[LU-168] Test failure on test suite sanityn, subtest test_40b Created: 26/Mar/11  Updated: 21/Jul/11  Resolved: 08/Jul/11

Status: Resolved
Project: Lustre
Component/s: None
Affects Version/s: Lustre 2.1.0
Fix Version/s: Lustre 2.1.0

Type: Bug Priority: Blocker
Reporter: Maloo Assignee: nasf (Inactive)
Resolution: Fixed Votes: 0
Labels: None

Severity: 3
Rank (Obsolete): 4967

 Description   

This issue was created by maloo for sarah <sarah@whamcloud.com>

This issue relates to the following test suite run: https://maloo.whamcloud.com/test_sets/b08fc4cc-5754-11e0-a272-52540025f9af.

The sub-test test_40b failed with the following error:

create is blocked



 Comments   
Comment by Mikhail Pershin [ 28/Mar/11 ]

can we track when this bug occurred? Is that after the latest commit?

Comment by nasf (Inactive) [ 28/Mar/11 ]

The "root (/)" is a special object in Lustre, it is in dcache without lookup. We call "__ll_inode_revalidate_it()" to update its attributes. Before getattr-by-fid enabled, it is just simple mds_getattr RPC without lock granted, means triggering mds_getattr RPC every time. After getattr-by-fid enabled, client triggers intent_getattr RPC to fetch attributes with root's UPDATE lock granted. That is the difference. Under such mode, sanityn test_40 must be failed, because the lock conflict on root object. That is to say, POD mechanism is almost ineffective under root directory with getattr-by-fid enabled.

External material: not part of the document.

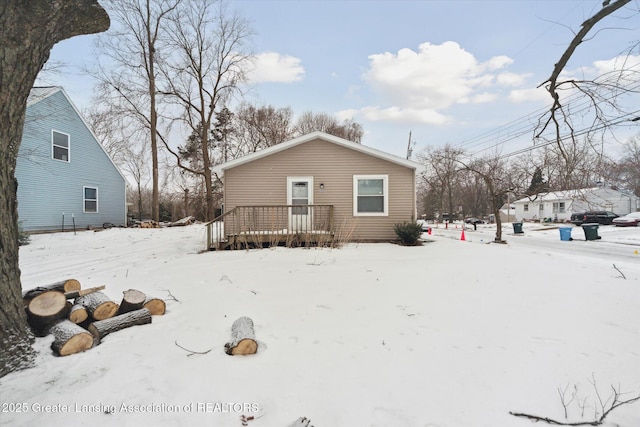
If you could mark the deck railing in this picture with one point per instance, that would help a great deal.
(271, 225)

As I can see, the purpose of test_40 is to verify PDO mechanism, it is unnecessary to make the conflict just under root directory. If we do not want to disable getattr-by-fid, we can make test_40 to run under some sub-directory, then can avoid above cases.

Any idea?

Comment by nasf (Inactive) [ 28/Mar/11 ]

The patch:

http://review.whamcloud.com/#change,370

Comment by Build Master (Inactive) [ 28/Mar/11 ]

Integrated in reviews-centos5 #578
LU-168 Verify PDO mechanism under sub-directory of root object

nasf : de3edec5f7c477b7cbef0d47cb4f7de552cbfa17
Files :

  • lustre/tests/sanityn.sh
Comment by Oleg Drokin [ 28/Mar/11 ]

Hm, in fact I think we might want to relieve a bit of stress on the root dir too.
Why do we update the attrs on the root dir at all, if it is to check permissions and such, we might just request LOOKUP only lock for that case and it would make it seem like normal dir on MDT.
What do you think?

Comment by Build Master (Inactive) [ 28/Mar/11 ]

Integrated in reviews-centos5 #580
LU-168 Verify PDO mechanism under sub-directory of root object

nasf : bf9cd24165eebd34e52d3753f2f0857449d4d3f8
Files :

  • lustre/tests/sanityn.sh
Comment by nasf (Inactive) [ 29/Mar/11 ]

I think we can adjust the lock policy for root object. In fact, when revalidate root object or permission against root object, we only need MDS_INODELOCK_LOOKUP. Then getattr-by-fid triggered by these two operations will not conflict with other modifications under root directory. As for stat(root), "ll_getattr_it()" will claim both MDS_INODELOCK_LOOKUP and MDS_INODELOCK_UPDATE.

Does it make sense?

The patch to be reviewed:
http://review.whamcloud.com/#change,370

Comment by Build Master (Inactive) [ 29/Mar/11 ]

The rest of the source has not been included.